ISRO Chairman, D.r S. Somanath said that the RLV-TD is a great opportunity for India to develop an ‘ORV'(orbital landing experiment) and that this work was already progressing. ‘ORV’ is an experiment where the space plane is flown to space atop a rocket and then brought back to land on a runway, completely autonomously. “This RLV landing is taking us closer to developing a reusable rocket/landing craft for very specific mission goals” he said.

Dr. Unnikrishnan Nair told WION that the present ‘RLV-TD’ vehicle was meant for demonstration purpose and the actual vehicle would be about 1.6times larger in size. The actual RLV plane is meant to be launched to space atop a modified-GSLV rocket, he said. It is envisioned that the spaceplane would be able to sustain in orbit for almost a month, he added.

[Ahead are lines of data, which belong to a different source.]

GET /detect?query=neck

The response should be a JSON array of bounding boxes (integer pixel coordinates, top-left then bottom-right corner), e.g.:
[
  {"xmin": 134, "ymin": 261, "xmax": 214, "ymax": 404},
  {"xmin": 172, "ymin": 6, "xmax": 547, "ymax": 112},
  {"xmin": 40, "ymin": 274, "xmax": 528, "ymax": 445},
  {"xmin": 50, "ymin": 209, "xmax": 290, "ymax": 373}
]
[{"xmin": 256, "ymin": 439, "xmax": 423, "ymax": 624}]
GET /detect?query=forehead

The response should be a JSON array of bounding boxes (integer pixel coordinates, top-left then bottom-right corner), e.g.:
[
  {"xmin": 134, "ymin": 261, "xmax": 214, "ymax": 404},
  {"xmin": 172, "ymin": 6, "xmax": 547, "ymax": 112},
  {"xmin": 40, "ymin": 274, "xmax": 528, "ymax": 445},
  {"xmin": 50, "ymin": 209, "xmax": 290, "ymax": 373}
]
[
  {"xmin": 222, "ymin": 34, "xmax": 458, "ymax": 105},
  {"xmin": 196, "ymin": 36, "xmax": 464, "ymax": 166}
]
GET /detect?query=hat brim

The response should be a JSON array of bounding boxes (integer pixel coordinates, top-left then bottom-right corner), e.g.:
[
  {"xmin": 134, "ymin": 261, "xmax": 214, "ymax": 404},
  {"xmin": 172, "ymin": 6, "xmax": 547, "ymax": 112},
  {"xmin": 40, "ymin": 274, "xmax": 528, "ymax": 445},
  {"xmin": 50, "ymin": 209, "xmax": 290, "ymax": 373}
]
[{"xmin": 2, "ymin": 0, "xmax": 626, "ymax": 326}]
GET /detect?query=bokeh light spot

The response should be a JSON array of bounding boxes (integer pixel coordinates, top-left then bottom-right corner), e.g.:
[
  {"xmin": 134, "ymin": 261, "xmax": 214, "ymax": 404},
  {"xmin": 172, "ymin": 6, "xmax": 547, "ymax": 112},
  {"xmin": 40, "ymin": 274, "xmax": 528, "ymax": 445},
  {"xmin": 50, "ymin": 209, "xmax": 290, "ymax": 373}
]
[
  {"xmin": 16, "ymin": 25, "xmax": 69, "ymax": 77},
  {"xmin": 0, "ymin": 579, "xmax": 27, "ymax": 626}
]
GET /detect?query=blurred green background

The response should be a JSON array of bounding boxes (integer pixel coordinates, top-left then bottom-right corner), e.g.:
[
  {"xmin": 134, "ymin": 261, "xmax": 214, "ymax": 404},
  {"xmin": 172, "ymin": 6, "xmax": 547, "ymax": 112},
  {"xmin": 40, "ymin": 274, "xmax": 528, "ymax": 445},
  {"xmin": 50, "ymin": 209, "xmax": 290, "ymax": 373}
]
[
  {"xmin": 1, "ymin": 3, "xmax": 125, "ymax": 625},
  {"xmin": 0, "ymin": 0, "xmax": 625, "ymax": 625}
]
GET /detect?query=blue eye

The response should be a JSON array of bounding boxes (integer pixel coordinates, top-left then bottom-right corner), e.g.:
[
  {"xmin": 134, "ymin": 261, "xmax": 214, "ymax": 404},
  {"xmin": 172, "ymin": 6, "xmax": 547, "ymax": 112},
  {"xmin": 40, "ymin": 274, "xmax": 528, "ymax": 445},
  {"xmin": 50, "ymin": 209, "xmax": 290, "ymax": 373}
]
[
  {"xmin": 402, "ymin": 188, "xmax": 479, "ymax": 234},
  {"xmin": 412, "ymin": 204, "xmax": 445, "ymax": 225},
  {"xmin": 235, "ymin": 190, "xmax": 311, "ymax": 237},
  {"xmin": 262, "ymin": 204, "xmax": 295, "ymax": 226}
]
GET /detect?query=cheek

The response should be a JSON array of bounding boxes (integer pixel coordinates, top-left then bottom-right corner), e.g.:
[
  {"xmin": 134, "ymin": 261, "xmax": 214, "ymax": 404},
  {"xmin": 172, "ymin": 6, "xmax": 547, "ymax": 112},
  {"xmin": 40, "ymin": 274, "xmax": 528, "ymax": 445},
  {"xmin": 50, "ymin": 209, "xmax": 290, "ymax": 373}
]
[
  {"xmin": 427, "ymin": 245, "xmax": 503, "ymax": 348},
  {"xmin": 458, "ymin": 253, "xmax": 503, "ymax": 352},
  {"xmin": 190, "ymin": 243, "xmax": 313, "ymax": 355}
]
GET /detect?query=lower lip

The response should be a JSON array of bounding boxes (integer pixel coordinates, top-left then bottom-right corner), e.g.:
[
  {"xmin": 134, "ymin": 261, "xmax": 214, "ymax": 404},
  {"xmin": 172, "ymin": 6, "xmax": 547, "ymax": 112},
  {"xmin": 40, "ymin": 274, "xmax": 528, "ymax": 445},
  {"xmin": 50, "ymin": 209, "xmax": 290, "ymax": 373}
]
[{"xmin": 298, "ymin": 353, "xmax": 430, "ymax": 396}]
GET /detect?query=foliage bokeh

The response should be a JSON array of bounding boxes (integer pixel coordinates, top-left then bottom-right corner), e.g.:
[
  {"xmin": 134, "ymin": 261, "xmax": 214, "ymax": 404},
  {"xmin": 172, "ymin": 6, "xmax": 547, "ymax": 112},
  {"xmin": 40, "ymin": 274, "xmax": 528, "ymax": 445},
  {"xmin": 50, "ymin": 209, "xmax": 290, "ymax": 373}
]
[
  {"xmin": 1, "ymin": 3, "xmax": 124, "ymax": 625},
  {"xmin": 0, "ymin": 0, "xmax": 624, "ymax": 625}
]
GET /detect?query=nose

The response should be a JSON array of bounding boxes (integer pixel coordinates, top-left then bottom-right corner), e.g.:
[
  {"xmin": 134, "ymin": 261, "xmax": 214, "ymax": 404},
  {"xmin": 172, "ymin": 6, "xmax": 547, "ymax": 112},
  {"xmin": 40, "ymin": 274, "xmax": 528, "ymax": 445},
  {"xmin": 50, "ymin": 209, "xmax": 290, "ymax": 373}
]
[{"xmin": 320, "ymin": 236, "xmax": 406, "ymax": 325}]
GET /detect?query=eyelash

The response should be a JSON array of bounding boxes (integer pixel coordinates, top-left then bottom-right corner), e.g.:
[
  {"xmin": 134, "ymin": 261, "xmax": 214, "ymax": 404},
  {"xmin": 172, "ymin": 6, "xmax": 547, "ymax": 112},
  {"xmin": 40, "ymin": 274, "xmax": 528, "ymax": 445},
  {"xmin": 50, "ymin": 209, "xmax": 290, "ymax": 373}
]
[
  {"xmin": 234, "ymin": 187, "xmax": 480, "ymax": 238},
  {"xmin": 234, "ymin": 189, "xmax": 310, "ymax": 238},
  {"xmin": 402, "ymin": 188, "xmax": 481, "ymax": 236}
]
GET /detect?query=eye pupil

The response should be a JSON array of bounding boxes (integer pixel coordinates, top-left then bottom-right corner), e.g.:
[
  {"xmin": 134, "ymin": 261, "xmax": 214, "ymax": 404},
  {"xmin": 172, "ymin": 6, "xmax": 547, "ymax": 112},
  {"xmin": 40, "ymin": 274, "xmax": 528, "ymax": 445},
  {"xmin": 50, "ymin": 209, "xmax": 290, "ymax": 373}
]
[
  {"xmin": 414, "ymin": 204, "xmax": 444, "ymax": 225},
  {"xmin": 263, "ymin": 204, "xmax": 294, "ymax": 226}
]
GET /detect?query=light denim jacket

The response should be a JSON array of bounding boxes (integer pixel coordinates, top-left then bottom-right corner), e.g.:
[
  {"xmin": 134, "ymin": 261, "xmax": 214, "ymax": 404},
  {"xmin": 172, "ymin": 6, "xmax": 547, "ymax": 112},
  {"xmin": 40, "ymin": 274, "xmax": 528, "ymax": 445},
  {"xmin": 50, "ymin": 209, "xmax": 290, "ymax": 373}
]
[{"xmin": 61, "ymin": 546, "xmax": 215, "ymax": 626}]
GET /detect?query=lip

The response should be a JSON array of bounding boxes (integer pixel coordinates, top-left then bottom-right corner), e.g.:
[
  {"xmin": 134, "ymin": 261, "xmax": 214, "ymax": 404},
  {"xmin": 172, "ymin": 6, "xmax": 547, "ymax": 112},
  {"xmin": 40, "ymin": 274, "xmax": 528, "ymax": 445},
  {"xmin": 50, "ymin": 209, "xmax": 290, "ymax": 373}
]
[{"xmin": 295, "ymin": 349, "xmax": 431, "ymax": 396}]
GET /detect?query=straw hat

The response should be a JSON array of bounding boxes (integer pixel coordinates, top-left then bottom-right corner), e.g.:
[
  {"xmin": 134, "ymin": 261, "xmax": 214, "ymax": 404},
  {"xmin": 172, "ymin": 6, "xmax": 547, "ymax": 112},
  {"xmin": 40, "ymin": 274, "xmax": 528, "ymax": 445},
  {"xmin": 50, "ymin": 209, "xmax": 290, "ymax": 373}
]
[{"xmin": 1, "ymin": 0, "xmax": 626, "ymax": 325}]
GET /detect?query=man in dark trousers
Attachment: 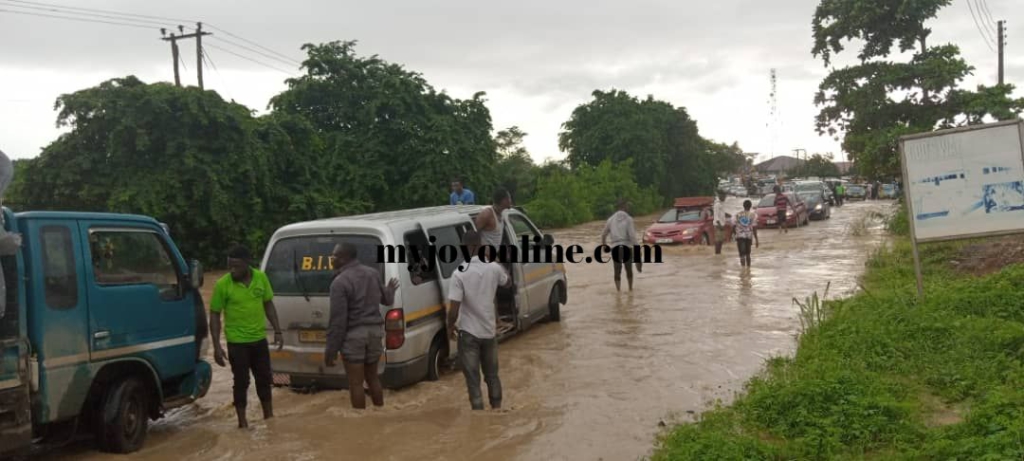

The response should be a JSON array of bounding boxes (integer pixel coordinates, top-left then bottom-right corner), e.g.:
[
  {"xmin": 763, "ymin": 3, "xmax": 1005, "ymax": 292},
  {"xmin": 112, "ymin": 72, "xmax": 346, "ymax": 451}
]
[
  {"xmin": 447, "ymin": 230, "xmax": 512, "ymax": 410},
  {"xmin": 602, "ymin": 199, "xmax": 638, "ymax": 291},
  {"xmin": 324, "ymin": 242, "xmax": 399, "ymax": 409},
  {"xmin": 210, "ymin": 245, "xmax": 283, "ymax": 428}
]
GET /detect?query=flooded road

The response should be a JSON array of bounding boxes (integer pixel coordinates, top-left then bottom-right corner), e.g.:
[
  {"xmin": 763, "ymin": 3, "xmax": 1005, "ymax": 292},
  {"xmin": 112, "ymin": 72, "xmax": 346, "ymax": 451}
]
[{"xmin": 50, "ymin": 198, "xmax": 894, "ymax": 461}]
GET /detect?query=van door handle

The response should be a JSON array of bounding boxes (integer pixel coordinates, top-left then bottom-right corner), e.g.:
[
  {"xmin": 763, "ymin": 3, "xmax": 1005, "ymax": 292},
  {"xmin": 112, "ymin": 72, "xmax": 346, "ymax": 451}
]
[{"xmin": 94, "ymin": 331, "xmax": 110, "ymax": 340}]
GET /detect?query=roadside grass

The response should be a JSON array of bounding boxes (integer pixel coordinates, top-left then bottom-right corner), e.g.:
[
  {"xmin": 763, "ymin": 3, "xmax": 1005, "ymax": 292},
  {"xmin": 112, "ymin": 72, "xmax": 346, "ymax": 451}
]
[{"xmin": 652, "ymin": 237, "xmax": 1024, "ymax": 460}]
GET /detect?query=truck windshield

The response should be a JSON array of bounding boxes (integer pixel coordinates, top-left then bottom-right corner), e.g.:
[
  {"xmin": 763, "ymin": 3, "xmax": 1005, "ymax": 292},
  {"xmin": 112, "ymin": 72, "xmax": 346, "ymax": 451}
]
[{"xmin": 263, "ymin": 235, "xmax": 383, "ymax": 297}]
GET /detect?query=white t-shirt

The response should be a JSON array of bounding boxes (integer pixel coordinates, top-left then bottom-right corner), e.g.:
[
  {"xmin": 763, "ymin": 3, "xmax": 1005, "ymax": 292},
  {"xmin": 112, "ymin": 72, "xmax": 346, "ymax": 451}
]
[{"xmin": 448, "ymin": 256, "xmax": 510, "ymax": 339}]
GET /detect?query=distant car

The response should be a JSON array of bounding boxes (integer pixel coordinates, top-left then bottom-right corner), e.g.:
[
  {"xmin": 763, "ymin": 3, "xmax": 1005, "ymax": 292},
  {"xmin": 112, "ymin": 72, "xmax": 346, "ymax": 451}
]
[
  {"xmin": 878, "ymin": 183, "xmax": 899, "ymax": 199},
  {"xmin": 846, "ymin": 185, "xmax": 867, "ymax": 200},
  {"xmin": 756, "ymin": 192, "xmax": 809, "ymax": 228},
  {"xmin": 795, "ymin": 180, "xmax": 834, "ymax": 206},
  {"xmin": 797, "ymin": 190, "xmax": 831, "ymax": 220},
  {"xmin": 732, "ymin": 186, "xmax": 749, "ymax": 197},
  {"xmin": 644, "ymin": 207, "xmax": 717, "ymax": 245}
]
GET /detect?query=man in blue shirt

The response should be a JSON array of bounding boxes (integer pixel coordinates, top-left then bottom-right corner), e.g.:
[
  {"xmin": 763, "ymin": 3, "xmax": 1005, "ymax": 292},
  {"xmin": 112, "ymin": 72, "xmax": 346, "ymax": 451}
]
[{"xmin": 450, "ymin": 179, "xmax": 475, "ymax": 205}]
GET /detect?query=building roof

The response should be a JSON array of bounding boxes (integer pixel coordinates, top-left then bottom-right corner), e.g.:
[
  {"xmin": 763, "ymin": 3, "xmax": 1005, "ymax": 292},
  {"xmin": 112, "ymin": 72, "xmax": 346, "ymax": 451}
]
[{"xmin": 755, "ymin": 155, "xmax": 804, "ymax": 173}]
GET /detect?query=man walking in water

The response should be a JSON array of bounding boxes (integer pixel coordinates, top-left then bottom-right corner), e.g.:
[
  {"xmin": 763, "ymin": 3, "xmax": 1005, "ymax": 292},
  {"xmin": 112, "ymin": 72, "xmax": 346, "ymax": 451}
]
[
  {"xmin": 713, "ymin": 189, "xmax": 729, "ymax": 255},
  {"xmin": 602, "ymin": 199, "xmax": 638, "ymax": 292},
  {"xmin": 210, "ymin": 245, "xmax": 284, "ymax": 428},
  {"xmin": 324, "ymin": 242, "xmax": 399, "ymax": 409},
  {"xmin": 474, "ymin": 189, "xmax": 512, "ymax": 252},
  {"xmin": 733, "ymin": 199, "xmax": 759, "ymax": 267},
  {"xmin": 448, "ymin": 230, "xmax": 511, "ymax": 410},
  {"xmin": 773, "ymin": 185, "xmax": 791, "ymax": 234}
]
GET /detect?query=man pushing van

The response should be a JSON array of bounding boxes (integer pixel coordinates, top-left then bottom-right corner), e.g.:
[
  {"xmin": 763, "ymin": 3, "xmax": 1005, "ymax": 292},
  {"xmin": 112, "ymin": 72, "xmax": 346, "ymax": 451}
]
[
  {"xmin": 447, "ymin": 230, "xmax": 512, "ymax": 410},
  {"xmin": 324, "ymin": 242, "xmax": 399, "ymax": 409}
]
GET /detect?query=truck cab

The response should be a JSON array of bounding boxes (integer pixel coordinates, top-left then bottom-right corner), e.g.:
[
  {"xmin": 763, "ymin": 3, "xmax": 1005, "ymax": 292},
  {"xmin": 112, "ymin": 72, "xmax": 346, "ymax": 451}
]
[{"xmin": 0, "ymin": 208, "xmax": 211, "ymax": 456}]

On the recent test and the homegrown systems for the same, ISRO said “The runway landing experiment (LEX) utilised several indigenous systems. Localized Navigation systems based on pseudolite systems, instrumentation, and sensor systems, etc. were developed by ISRO. Digital Elevation Model (DEM) of the landing site with a Ka-band Radar Altimeter provided accurate altitude information”. The RLV LEX demanded several state-of-the-art technologies including accurate Navigation hardware and software, Pseudolite system, Ka-band Radar Altimeter, NavIC receiver, indigenous Landing Gear, Aerofoil honey-comb fins and brake parachute system, the Indian space agency added.

Advantages of Autonomous Reusable spaceplanes 

The Space shuttle was a reusable space plane, but it cost a huge deal of money to operate. The main role of the space shuttle was to ferry cargo and astronauts to the International space station and bring them back. The shuttle also performed a variety of roles such as placing satellites in orbit, constructing and servicing the International Space station, carrying out space science experiments etc. While the shuttle did render great service to international space missions and transported cargo and astronauts to low earth orbit, it was prohibitively expensive as the per flight cost is estimated at $1.6bn. The shuttle’s ferrying role has been replaced by SpaceX Falcon 9 rockets and Crew dragon capsules.

It must also be noted that there were two catastrophic disasters involving the shuttle, which led to the loss of 14 crew members in total and billions of dollars worth of equipment. When it comes to unmanned and autonomous solutions, the cost is much lower and so are risks. Putting humans on-board an aerospace vehicle makes the mission much more complicated, heavy and expensive, as hundreds of technologies have to be developed and installed for the safe travel and return of the humans.

With an unmanned platform, it is possible to carry out civilian and military experiments in space and bring the plane back. Even in case of a mission failure, there is no loss of precious human life and trained scientific talent. The development of reusable rockets that are capable of vertical landing (as demonstrated by SpaceX), also complements the existence of spaceplanes that can land on a runway. Having such a combination of reusable rocket and reusable space plane can even help perform space missions without leaving behind space debris.